The first inklings of a strong week for silver began with the Monday opening bid of $16.20. The trading continued throughout the day, resulting in a closing bid of $16.26. Aftermarket buying produced a Tuesday opening quote up 19 cents at $16.45, and the day closed with live silver prices two cents up at $16.47. The trend continued, with the price of silver opening at $16.81 on Wednesday and closing at $16.93. Traders keep buying silver after the market closed, pushing the price above $17 dollars and causing a Thursday opening of $17.19—the high for the week. The day closed a few cents shy of this at $17.13. Friday’s opening of $17.05 reflected some profit taking in trading afterhours, but the day still closed up nearly a dollar for the week at $17.12.

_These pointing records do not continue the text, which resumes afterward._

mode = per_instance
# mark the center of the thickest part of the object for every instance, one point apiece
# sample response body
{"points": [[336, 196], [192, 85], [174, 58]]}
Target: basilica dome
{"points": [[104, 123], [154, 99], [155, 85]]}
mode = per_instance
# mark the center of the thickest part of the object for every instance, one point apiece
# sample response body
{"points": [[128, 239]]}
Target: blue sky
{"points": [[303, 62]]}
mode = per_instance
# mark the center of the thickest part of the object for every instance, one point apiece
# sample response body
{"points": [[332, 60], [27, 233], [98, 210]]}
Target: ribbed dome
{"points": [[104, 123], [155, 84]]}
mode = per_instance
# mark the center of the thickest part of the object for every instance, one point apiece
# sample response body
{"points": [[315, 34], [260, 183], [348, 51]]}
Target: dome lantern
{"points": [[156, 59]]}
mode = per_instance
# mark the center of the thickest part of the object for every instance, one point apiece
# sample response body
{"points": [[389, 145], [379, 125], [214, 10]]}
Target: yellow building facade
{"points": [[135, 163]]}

Silver joined gold and other precious metals in a price spike caused by growing tensions between the U.S. and North Korea. A preferred safe-haven investment, silver saw increased demand from both speculators and long-term investors seeking to buy before further price increases. While some technical traders noted the importance of breaking through the psychologically important $17 price point, others asserted that the sudden jump may require a small correction before moving into a potential $17.50 range. That will offer some buying opportunities for others seeking to join the surge.

In spite of the current news driven price jump, longer-term buyers are moving to silver in the face of continuing concerns over declining production and supply in the face of growing demand for silver. 1 Numerous analysts and economists are taking note of this market shift and see bullish pressure developing as a result of the deficit.

This week’s market attention will follow the North Korea situation closely. Monday’s Treasury auctions will also be scrutinized for any new moves in interest rates. Neither housing starts data on Wednesday nor jobless claims early numbers on Thursday are expected to produce any major surprises.